Of course, this was during the glory days of Rachel and Zenyatta; it was a gift to be a fan during this period, and our luck we were able to shoot these living legends during their prime. When I was heartbroken I couldn’t be there in person to see Rachel run, Bob picked me up Rachel swag and mailed it to me. He understood what it meant to be a fan. When I got pictures of Zenyatta and found Bob lurking in the background, he was the first to see them.
Over the following years, I became aware of how unique Bob was and why he so rightly deserved the “Mighty” moniker. He is the only photographer I have ever met that travels the world to shoot horse racing on a regular basis. He shot 637 stakes races over the past three years, 207 grade or group Is. Outside of California and two at Keeneland, he has shot every major grade I race in North America. He has a passion to shoot at every racetrack he possibly can, from Golden Gate Fields to Royal Ascot. He doesn’t do this because it’s a good business move—Bob globetrots for the love of the sport. The horse paparazzi could not ask for a better spokesman, and that’s why his win in the 2011 Eclipse Award for Photography is such a big deal. Nobody else puts forward the kind of dedication and effort he does, always looking to capture a new perspective and show off the best sides our sport has to offer. So many times, the Eclipse has gone to a photo that highlights the tragic side of racing, or doesn’t offer up anything we haven’t already seen before. Frankie Dettori always performs his flying dismount after a stakes victory—how many times are we going to award this famous shot an Eclipse Award?

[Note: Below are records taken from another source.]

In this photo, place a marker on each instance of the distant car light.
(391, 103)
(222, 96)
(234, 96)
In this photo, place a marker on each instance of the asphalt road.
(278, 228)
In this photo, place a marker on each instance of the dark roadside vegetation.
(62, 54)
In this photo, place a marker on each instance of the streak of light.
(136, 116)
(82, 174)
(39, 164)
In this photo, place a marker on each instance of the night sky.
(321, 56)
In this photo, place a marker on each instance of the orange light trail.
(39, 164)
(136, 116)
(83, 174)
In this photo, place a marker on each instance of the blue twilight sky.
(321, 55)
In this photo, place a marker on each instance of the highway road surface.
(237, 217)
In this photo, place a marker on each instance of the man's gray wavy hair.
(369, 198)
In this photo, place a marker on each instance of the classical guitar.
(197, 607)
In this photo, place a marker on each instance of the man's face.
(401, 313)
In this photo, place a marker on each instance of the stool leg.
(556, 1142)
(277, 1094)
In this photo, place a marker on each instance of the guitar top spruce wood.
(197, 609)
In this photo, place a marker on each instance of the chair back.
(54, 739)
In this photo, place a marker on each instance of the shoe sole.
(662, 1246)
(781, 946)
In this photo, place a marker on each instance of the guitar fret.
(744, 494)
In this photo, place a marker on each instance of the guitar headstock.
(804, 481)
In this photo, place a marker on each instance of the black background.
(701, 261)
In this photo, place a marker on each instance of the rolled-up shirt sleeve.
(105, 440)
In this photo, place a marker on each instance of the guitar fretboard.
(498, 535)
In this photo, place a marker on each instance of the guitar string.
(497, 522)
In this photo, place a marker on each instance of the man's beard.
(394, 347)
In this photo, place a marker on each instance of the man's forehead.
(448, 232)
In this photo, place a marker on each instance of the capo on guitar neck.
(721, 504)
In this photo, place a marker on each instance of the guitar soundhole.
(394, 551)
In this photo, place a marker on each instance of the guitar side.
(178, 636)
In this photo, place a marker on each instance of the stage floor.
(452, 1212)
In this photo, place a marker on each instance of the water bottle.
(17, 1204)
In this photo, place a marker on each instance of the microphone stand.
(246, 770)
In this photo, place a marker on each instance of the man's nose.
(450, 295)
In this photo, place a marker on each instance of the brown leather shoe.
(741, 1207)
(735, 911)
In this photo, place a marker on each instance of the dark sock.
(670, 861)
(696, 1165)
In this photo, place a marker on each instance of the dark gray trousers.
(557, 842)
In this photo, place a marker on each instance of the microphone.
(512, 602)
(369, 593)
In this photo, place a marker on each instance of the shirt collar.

How ironic it is that Bob, world-beating extraordinaire, should win the Eclipse for a photo he took at Saratoga, which is practically in his own backyard. This goes to prove how he is always looking for a fresh perspective, no matter how many times he’s shot at a racetrack; the photo itself, of a montage of horses leaping over a jump like they were picked out of a dream, is a perfect example of what makes his photography so special—his appreciation for the majesty in the Sport of Kings.
It’s a shame people don’t see more of what Bob photographs, but that’s the way the industry is. He doesn’t really hear much feedback about his pictures, because he’s not connected to social networks, and he doesn’t have the time to post his photos to Flickr or a blog; when I tell him I saw one of his photos on a website, he usually acts surprised. As a photographer myself, I can tell you how any feedback at all makes a big difference, and this award is the ultimate reward for someone so deserving.
Chalk one up for the good guys. Congratulations, Mighty Mayberger.